Demokrasi adalah prasyarat mutlak lainnya bagi keberadaan civil society yang murni (genuine). Tanpa demokrasi, masyarakat sipil tidak mungkin terwujud. Secara umum demokrasi adalah suatu tatanan social politik yang bersumber dan dilakukan oleh, dari, dan untuk warga negara.[17]Penekanan demokrasi (demokratis) disini dapat mencakup sebagai bentuk aspek kehidupan seperti politik, social, budaya, pendidikan, ekonomi dan sebagainya.[18]
3.      Toleransi.
Toleransi adalah sikap saling menghargai dan menghormati perbedaan pendapat. Lebih dari sikap menghargai pandangan berbeda orang lain, toleransi, mengacu kepada pandangan Nurcholish Majid, adalah persoalan ajaran dan kewajiban melaksanakan ajaran itu. Jika toleransi menghasilkan adanya tata cara pergaulan yang menyenangkan antara berbagai kelompok yang berbeda-beda, maka hasil itu harus dipahami sebagai hikmah atau manfaat dari pelaksanaan ajaran yang benar. Senada dengan Majdid, Azra menyatakan untuk menciptakan kehidupan yang bermoral, masyararakat madani menghajatkan sikap-sikap toleransi, yakni kesediaan individu-individu untuk menerima beragam perbedaan pandangan politik di kalangan warga bangsa.
4.      Pluralisme.
Kemajemukan atau pluralism merupakan prasyarat lain bagi civil society. Namun, prasyarat ini harus benar-benar di tanggapi dengan tulus ikhlas dari kenyataan yang ada, karena mungkin dengan adanya perbedaan wawasan akan semakin bertambah. Kemajemukan dalam pandangan Majdid erat kaitannya dengan sikap penuh pengertian (toleran) kepada orang lain, yang nyata-nyata diperlukan dalam masyarakat yang majemuk. Secara teologis, tegas Majdid, kemajemukan social merupakan dekrit Allah untuk umat manusia.[19]
5.      Keadilan Sosial.
Keadilan dimaksudkan untuk menyebutkan keseimbangan dan pembagian yang proporsional terhadap hak dan kewajiban setiap warga negara dalam semua aspek kehidupan.
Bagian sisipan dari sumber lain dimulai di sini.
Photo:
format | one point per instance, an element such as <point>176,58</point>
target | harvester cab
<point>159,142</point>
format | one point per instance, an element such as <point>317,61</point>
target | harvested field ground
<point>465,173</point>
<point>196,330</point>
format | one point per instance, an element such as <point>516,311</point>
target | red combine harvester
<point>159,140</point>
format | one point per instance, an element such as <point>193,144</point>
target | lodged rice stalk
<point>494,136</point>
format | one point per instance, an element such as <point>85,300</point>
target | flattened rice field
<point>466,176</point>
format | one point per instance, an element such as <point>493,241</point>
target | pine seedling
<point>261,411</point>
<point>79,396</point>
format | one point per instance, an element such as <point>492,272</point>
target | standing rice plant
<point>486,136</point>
 Dengan terciptanya keadilan sosial, akan tercipta masyarakat yang sejahtera seperti nilai yang terkandung dalam pengertian masyarakat madani. Secara esensial, masyarakat memiliki hak yang sama dalam memperoleh kebijakan-kebijakan yang di tetapkan oleh pemerintah (penguasa).
Sangatlah bagus beberapa karakteristik masyarakat madni di atas, mulai dari free public spere, demokrasi, toleransi, plurasime, dan keadilan social. Bahwa masyarakat tersebut selain bebas mengemukakan pendapat juga mempunyai rasa toleran terhadap perbedaan-perbedaan yang ada. Selain itu juga, mempunyai jiwa keadilan terhadap orang-orang di sekitar, agar tidak terjadi sesuatu yang tidak diinginkan.
E.     Pilar Penegak Masyarakat Madani.
Yang di maksud disini adalah institusi-institusi yang menjadi bagian dari social control yang berfungsi mengkritisi kebijakan-kebijakan penguasa yang diskriminatif serta mampu memperjuangkan aspirasi masyarakat yang tertindas. Ada lima pilar penegak masyarakat madani:[20]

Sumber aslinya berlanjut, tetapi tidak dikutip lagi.